The performance degradation in the load testing tool
During benchmark run on a large dataset, I started to notice that longer benchmarks were showing decidedly worse numbers than short ones. In other words, a benchmark that is run for 1 minute is orders of magnitude higher latencies than a benchmark that is run for 30 seconds. And the longer the benchmark, the worst things off.

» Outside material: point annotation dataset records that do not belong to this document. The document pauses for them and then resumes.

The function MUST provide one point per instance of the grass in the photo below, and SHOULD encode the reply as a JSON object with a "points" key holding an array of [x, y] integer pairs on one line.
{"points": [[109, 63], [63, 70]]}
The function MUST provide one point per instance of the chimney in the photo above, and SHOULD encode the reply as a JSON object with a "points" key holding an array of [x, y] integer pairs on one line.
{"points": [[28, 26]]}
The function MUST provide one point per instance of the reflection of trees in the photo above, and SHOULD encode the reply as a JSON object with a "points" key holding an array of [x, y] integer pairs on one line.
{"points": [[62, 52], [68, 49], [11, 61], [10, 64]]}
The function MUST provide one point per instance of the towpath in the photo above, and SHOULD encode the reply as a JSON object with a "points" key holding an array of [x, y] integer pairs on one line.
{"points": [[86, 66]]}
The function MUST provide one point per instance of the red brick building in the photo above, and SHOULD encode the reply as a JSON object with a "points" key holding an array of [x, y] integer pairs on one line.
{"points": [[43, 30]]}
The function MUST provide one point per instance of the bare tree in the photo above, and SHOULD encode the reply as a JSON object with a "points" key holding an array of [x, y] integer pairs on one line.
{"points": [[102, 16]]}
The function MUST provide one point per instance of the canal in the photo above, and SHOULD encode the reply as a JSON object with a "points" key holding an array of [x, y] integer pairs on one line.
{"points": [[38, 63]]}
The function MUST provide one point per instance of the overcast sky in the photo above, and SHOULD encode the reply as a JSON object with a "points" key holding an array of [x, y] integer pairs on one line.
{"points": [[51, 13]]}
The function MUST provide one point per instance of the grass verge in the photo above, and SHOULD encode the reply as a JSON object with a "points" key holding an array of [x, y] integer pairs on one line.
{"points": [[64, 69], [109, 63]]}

That raised a lot of red flags, and spawn a pretty serious investigation. We take performance very seriously and the observed behavior was that we were getting slower over time. We suspected a leak, high number of GC calls, or memory fragmentation. The scenario under test was a web application using the RavenDB API to talk to RavenDB. We run both the web application and the server under profilers and found a few hot spots, but nothing really major. There was no smoking gun.
Then we noticed that the load testing machine was sitting there with 100% CPU. I initially thought that this is us generating too much load for the machine, but that wasn’t it. We are using wrk2, which is capable of handling million of requests per seconds.
We were generating the requests dynamically using a Lua script, and in one of the scenarios under test, we have code like this:
path = "/orders/user/" .. page * pageSize .. "/" .. pageSize .. "/?userId=" .. item.id .. "&deep=y"
That isn’t the most optimal way to do things, I’ll admit. We can do better by using something like table.concat(), but the problem was that regardless of how you build the string, this is supposed to be fairly cheap. The wrk2 project is using LuaJIT, which has a reputation as a really scripting system. I never really thought that this would be a problem. Sure, it is a little wasteful, but it isn’t too bad, a few string temporaries and maybe some realloc() calls, but nothing major.
Instead, this resulted in us getting far worse results over time. It took a while to actually figure out why, but the root cause is in the way LuaJIT handles string hashing.
a = lj_getu32(str);
h ^= lj_getu32(str+len-4); b = lj_getu32(str+(len>>1)-2); h ^= b; h -= lj_rol(b, 14); b += lj_getu32(str+(len>>2)-1);
Strings in Lua are interned, which means that there is just a single copy of a string per value. That means that hashing is important, but the way it does hashing is to take the first 4 bytes, the last 4 bytes and the 4 bytes in the middle and use that for a hash. And that is it.
If you have a bunch of strings where those 3 locations match… well, welcome to hash collisions. At which point, what is supposed to be a O(1) call becomes an O(N) call. And creating strings will turn the operations into an O(N^2) operation!
Here is the reproduction code:
Change the prefix to be an empty string for a major performance boost. The actual bug is well known (5 or 6 years), but it was only recently fixed and not on the version that wrk2 is using.
We had to toss out the entire benchmarking set and start over because of this.
We were generating requests with random data, so some of them would hit this problem hard, and some would avoid it by magic. I was not expecting to debug hash collision in Lua code while trying to get some performance numbers from overloading RavenDB, quite random, literally.